Pregnancy is associated with an increased risk of venous thromboembolism, which probably varies according to the presence of single or multiple thrombophilic defects. This retrospective family cohort study assessed the risk of venous thromboembolism during pregnancy and puerperium, and the contribution of concomitant thrombophilic defects in families with hereditary antithrombin, protein C or protein S deficiencies. Probands were excluded. Of 222 female relatives, 101 were deficient and 121 non-deficient. Annual incidences of venous thromboembolism were 1·76% in deficient women versus 0·19% in non-deficient women [adjusted relative risk (RR) 11·9; 95% confidence interval (CI), 3·9–36·2]. Other single and multiple thrombophilic defects increased the risk in deficient women from 1·55% to 2·14% and 2·92%, and in non-deficient women from 0·16% to 0·09% and 0·54% respectively. Deficient women were at lower risk (1·37%; 0·80–2·19) than deficient women that had never been pregnant (2·96%; 1·53–5·18); RR 0·5 (0·2–0·99).

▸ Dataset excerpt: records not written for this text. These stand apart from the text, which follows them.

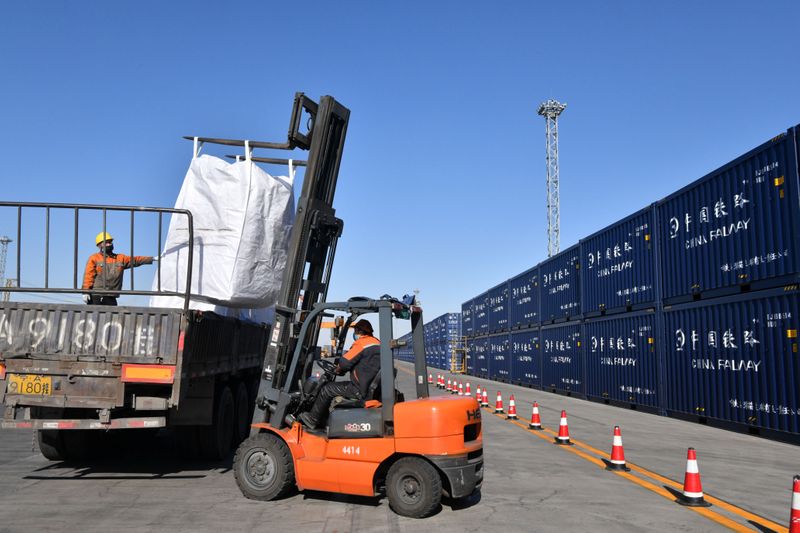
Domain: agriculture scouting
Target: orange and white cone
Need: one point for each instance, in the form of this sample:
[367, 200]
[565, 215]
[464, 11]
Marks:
[563, 431]
[498, 404]
[692, 488]
[617, 453]
[536, 422]
[794, 517]
[512, 409]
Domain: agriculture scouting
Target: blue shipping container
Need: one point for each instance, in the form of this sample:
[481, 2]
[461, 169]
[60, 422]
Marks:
[736, 359]
[736, 226]
[618, 263]
[560, 286]
[526, 366]
[467, 324]
[499, 359]
[481, 356]
[480, 314]
[562, 358]
[621, 358]
[523, 295]
[498, 308]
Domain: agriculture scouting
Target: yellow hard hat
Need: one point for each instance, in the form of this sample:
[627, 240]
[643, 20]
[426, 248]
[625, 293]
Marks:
[103, 236]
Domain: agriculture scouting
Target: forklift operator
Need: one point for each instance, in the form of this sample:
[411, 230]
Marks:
[362, 360]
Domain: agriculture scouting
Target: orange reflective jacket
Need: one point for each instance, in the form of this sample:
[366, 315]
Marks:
[363, 360]
[104, 272]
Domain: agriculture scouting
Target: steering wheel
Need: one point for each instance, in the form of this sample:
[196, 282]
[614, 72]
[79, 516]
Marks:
[327, 366]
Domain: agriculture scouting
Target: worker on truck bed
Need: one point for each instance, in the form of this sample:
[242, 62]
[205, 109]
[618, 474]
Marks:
[363, 360]
[105, 268]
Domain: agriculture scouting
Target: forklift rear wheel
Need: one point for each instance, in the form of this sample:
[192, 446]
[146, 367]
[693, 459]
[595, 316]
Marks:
[263, 467]
[414, 487]
[51, 444]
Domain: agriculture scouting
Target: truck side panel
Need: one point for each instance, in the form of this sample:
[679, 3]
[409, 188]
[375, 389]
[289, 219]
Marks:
[89, 332]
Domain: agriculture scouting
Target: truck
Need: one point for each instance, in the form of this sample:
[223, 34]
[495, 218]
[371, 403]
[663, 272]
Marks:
[82, 374]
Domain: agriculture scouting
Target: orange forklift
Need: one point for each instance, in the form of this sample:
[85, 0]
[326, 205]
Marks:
[411, 450]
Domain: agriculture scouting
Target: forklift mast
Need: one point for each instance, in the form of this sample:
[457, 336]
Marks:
[312, 244]
[312, 247]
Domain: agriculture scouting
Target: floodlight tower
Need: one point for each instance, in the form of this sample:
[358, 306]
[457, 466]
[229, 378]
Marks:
[550, 110]
[4, 242]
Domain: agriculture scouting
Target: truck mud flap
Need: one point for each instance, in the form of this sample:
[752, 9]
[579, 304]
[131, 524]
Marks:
[116, 423]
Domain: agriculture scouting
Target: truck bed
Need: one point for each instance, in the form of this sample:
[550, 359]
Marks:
[80, 353]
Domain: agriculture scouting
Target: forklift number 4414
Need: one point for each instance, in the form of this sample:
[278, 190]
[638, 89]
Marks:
[351, 450]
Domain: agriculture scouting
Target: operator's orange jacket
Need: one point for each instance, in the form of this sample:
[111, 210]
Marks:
[104, 272]
[364, 356]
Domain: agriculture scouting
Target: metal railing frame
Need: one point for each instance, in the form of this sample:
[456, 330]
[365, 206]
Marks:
[104, 209]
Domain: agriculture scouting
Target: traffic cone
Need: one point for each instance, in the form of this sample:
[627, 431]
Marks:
[794, 517]
[536, 422]
[512, 409]
[692, 489]
[563, 431]
[617, 453]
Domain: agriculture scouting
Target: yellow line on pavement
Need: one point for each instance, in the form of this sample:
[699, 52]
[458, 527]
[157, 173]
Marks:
[722, 504]
[704, 511]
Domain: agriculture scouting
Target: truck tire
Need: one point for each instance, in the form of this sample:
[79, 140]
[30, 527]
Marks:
[243, 416]
[414, 487]
[216, 440]
[263, 467]
[51, 444]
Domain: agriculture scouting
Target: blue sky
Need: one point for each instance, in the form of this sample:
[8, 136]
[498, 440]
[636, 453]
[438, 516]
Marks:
[442, 186]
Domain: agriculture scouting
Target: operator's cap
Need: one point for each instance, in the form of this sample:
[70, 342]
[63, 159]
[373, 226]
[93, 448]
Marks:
[103, 236]
[363, 325]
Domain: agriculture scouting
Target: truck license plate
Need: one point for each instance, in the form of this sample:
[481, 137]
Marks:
[30, 384]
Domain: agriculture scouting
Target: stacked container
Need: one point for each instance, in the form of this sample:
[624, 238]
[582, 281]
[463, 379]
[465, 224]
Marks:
[688, 307]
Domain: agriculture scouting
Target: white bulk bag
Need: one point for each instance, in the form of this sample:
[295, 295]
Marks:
[242, 222]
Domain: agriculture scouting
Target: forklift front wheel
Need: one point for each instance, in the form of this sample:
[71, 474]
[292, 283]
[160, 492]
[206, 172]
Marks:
[414, 487]
[263, 467]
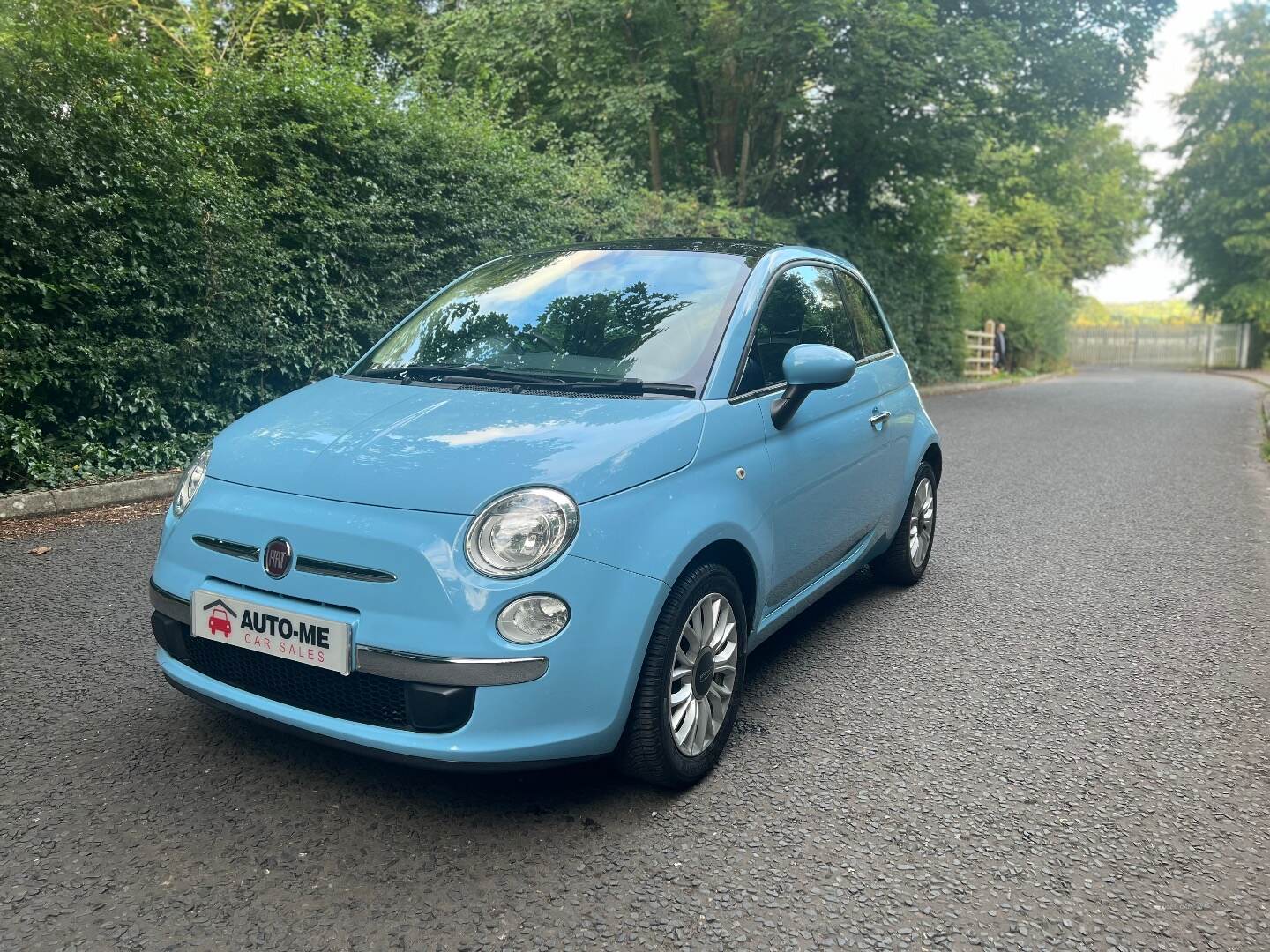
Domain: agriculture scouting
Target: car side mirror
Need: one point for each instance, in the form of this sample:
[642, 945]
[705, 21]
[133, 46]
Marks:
[810, 367]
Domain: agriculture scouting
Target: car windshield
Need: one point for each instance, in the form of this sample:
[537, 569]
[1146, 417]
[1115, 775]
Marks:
[576, 315]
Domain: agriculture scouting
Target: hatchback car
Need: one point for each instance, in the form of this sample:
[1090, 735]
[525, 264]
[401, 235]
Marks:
[551, 513]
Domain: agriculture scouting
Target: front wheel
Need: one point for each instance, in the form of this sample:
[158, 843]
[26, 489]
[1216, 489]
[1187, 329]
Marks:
[689, 687]
[909, 553]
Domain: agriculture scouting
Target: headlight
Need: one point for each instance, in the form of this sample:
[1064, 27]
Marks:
[190, 482]
[521, 532]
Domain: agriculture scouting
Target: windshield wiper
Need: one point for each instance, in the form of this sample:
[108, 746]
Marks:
[449, 374]
[630, 385]
[475, 375]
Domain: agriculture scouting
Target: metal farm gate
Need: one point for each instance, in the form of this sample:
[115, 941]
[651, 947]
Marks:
[1188, 346]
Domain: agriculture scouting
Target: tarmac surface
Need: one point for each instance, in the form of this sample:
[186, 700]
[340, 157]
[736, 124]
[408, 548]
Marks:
[1059, 739]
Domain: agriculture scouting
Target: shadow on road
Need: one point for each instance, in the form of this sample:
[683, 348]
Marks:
[589, 786]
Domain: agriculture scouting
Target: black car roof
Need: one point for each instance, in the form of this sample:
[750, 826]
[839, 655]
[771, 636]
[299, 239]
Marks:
[709, 245]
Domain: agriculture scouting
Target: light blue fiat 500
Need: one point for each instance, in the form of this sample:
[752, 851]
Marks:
[549, 516]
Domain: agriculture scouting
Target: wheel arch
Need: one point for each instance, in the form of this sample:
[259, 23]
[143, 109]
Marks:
[736, 559]
[934, 456]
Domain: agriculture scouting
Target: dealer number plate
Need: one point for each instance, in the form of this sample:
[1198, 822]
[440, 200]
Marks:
[295, 636]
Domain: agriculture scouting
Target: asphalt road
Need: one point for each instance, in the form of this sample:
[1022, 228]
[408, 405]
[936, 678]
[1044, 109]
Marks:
[1058, 739]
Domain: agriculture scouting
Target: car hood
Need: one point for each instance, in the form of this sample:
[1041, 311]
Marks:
[451, 450]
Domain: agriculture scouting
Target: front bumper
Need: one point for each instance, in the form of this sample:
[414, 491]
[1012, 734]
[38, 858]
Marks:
[563, 700]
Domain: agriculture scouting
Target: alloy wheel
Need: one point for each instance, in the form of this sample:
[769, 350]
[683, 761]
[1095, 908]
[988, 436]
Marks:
[921, 524]
[704, 674]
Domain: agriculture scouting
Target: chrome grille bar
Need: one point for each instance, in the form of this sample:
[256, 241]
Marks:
[320, 566]
[225, 547]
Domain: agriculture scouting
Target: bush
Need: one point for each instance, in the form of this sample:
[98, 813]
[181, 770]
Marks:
[1036, 311]
[179, 249]
[915, 280]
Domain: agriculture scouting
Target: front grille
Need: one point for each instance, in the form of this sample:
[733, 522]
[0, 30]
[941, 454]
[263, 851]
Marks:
[366, 698]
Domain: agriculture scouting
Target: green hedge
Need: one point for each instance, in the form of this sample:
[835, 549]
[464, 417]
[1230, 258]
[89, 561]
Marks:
[1036, 311]
[176, 251]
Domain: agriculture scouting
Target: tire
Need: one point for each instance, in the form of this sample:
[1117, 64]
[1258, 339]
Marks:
[649, 749]
[898, 565]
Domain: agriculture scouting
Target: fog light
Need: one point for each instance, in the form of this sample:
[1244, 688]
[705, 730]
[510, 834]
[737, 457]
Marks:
[533, 619]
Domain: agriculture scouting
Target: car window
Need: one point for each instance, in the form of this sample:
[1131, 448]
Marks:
[576, 314]
[803, 306]
[869, 326]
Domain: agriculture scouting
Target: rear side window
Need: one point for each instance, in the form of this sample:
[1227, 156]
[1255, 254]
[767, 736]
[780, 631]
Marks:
[804, 306]
[868, 322]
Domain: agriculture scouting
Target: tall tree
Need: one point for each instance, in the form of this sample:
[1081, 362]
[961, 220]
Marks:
[1072, 207]
[1215, 206]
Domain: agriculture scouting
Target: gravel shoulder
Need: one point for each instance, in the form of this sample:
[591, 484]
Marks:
[1059, 739]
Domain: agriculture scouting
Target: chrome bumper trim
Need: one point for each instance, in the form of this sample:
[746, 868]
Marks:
[169, 605]
[340, 570]
[452, 672]
[422, 669]
[225, 547]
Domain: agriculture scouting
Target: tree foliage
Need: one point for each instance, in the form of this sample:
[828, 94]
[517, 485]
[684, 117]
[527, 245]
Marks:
[1072, 207]
[1035, 310]
[1215, 206]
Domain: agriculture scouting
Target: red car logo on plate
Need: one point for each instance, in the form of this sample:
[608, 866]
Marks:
[219, 622]
[277, 559]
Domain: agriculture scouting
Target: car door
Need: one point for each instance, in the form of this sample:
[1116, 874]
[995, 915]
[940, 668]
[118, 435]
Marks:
[823, 460]
[894, 414]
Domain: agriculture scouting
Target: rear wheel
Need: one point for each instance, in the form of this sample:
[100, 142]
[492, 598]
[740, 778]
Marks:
[909, 553]
[689, 687]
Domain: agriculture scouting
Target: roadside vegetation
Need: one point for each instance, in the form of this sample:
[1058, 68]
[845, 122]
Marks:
[207, 205]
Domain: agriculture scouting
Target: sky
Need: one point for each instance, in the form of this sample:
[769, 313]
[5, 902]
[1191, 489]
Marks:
[1154, 273]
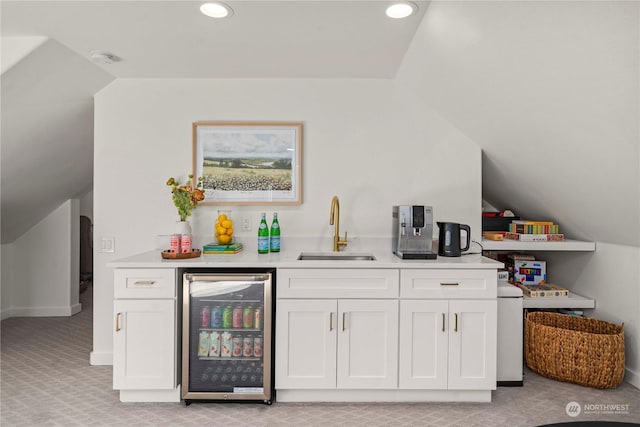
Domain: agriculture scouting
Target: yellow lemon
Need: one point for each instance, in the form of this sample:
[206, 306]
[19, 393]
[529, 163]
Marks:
[224, 239]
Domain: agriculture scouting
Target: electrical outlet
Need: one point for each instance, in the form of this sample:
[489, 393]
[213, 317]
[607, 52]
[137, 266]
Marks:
[107, 244]
[246, 223]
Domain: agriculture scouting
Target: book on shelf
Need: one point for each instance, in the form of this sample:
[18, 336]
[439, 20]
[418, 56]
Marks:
[534, 228]
[214, 248]
[545, 290]
[493, 235]
[525, 237]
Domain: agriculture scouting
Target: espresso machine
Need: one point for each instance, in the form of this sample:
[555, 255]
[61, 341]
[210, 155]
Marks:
[412, 232]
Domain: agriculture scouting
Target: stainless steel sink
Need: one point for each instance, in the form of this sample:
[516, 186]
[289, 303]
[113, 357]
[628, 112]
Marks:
[334, 256]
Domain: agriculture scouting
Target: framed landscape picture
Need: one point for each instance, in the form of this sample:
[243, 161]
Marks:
[249, 162]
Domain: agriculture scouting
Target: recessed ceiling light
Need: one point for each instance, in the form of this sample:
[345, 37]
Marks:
[216, 10]
[401, 10]
[102, 57]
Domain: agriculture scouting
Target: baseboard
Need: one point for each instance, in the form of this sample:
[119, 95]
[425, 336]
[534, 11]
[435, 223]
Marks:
[100, 358]
[632, 378]
[61, 311]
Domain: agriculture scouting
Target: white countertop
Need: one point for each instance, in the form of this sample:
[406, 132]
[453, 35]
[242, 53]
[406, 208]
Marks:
[292, 247]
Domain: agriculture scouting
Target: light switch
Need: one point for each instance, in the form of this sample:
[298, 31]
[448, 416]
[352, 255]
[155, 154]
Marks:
[107, 244]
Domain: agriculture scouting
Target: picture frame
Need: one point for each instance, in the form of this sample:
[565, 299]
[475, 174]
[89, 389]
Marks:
[248, 163]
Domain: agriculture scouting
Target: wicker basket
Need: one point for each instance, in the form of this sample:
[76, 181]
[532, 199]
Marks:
[580, 350]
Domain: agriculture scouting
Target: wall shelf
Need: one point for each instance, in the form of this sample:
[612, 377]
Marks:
[516, 245]
[572, 301]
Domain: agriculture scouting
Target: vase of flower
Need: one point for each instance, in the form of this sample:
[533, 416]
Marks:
[185, 197]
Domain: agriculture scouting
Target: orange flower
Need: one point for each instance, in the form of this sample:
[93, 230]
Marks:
[186, 197]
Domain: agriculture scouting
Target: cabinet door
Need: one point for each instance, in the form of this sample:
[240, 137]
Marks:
[424, 332]
[368, 344]
[144, 345]
[472, 344]
[306, 344]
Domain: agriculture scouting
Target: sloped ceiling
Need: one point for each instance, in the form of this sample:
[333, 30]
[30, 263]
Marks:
[47, 134]
[550, 91]
[47, 108]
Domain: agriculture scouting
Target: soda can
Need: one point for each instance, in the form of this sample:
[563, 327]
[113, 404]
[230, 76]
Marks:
[257, 346]
[237, 316]
[247, 317]
[247, 346]
[237, 346]
[185, 243]
[214, 348]
[205, 317]
[227, 317]
[226, 344]
[257, 322]
[216, 317]
[203, 344]
[174, 244]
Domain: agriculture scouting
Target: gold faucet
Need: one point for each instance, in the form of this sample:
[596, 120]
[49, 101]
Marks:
[335, 215]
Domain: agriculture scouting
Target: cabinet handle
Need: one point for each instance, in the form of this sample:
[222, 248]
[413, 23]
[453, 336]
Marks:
[144, 282]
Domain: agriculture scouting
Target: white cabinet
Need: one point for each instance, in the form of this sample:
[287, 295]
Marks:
[367, 344]
[448, 341]
[145, 335]
[306, 343]
[386, 334]
[448, 344]
[143, 344]
[328, 344]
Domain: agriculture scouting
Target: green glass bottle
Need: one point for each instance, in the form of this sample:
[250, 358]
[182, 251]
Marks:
[274, 240]
[263, 235]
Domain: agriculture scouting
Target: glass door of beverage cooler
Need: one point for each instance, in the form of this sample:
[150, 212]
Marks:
[226, 337]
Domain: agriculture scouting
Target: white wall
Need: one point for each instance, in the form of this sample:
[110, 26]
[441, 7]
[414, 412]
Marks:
[367, 141]
[40, 270]
[551, 93]
[86, 204]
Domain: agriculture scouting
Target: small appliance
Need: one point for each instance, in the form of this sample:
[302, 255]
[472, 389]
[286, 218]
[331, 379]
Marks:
[449, 238]
[412, 234]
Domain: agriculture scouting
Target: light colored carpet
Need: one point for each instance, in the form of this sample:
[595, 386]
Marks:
[47, 381]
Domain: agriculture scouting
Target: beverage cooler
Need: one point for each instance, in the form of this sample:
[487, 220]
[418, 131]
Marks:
[227, 340]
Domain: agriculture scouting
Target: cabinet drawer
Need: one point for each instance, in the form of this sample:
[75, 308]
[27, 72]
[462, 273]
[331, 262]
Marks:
[435, 283]
[337, 283]
[144, 283]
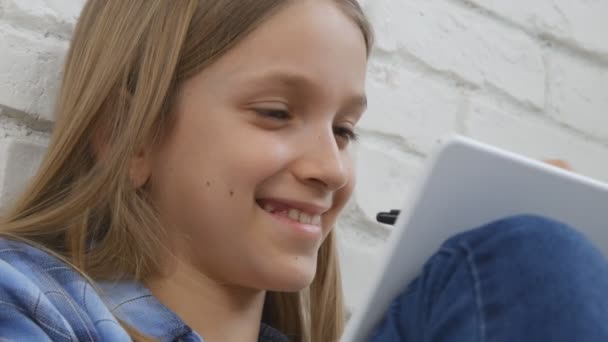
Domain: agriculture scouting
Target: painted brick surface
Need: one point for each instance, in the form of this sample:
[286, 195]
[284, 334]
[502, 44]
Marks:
[529, 76]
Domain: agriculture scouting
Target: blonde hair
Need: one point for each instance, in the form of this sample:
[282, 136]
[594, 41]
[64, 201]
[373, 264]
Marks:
[124, 64]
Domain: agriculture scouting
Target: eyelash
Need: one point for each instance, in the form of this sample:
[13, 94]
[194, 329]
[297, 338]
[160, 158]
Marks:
[280, 114]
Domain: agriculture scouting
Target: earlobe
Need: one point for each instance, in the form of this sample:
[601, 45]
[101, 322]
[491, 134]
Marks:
[140, 169]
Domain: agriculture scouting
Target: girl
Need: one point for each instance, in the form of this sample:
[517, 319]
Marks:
[198, 164]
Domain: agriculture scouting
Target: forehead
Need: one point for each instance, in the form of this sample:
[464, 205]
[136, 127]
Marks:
[311, 42]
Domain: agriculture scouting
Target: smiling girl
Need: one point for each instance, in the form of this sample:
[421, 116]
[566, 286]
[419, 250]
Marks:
[200, 159]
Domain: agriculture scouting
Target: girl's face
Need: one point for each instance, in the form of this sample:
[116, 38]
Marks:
[257, 167]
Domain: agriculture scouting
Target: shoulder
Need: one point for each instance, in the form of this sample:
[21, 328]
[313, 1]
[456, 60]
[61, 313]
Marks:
[42, 296]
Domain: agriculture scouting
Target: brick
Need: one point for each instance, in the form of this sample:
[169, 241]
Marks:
[523, 133]
[30, 71]
[19, 160]
[410, 105]
[578, 94]
[383, 182]
[48, 17]
[453, 39]
[579, 23]
[358, 264]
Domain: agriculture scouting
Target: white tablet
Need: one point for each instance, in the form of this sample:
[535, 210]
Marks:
[467, 184]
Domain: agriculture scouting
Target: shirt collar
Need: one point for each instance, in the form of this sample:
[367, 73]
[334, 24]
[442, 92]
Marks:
[135, 305]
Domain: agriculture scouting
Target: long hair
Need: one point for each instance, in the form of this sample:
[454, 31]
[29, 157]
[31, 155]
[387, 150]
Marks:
[125, 62]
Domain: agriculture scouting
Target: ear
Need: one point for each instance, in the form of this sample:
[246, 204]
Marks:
[140, 168]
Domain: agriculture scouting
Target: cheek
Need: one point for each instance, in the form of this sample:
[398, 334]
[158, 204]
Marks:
[340, 199]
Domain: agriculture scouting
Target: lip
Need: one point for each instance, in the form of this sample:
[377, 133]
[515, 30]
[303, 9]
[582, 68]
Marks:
[306, 207]
[302, 230]
[305, 231]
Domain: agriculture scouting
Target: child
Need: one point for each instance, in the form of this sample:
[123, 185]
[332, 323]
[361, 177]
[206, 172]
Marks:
[197, 168]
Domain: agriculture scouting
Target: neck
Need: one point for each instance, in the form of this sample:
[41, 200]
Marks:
[218, 312]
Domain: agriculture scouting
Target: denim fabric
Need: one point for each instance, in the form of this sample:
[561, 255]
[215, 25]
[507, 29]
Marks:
[520, 279]
[43, 299]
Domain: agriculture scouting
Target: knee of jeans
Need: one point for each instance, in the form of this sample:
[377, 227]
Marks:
[526, 236]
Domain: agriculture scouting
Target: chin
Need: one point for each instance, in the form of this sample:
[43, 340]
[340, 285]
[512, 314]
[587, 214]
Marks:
[292, 278]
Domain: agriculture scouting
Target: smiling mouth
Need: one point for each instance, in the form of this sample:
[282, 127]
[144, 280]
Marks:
[285, 211]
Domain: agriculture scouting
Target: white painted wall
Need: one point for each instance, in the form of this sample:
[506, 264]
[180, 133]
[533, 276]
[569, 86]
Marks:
[527, 75]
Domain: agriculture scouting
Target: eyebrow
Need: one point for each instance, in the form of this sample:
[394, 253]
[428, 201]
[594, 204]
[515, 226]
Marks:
[292, 79]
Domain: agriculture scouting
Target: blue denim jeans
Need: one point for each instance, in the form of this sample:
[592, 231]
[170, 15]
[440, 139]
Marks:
[524, 278]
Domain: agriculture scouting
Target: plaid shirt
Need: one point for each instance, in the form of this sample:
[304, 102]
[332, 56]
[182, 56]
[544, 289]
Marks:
[43, 299]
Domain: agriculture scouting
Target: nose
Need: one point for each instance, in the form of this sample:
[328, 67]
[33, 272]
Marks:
[322, 163]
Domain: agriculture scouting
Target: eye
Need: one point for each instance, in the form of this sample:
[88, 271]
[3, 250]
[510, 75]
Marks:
[346, 133]
[273, 113]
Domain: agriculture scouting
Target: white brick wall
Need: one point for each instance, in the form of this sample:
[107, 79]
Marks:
[527, 75]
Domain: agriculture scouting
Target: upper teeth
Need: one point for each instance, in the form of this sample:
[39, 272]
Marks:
[296, 215]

This difference was due to the predominance of events related to oral contraceptives in deficient women that had never been pregnant (75%), while 71% of events in deficient women that had had at least one pregnancy were pregnancy-related. In conclusion, women with hereditary deficiencies of antithrombin, protein C or protein S are at high risk of pregnancy-related venous thromboembolism. This risk is increased by multiple additional thrombophilic defects.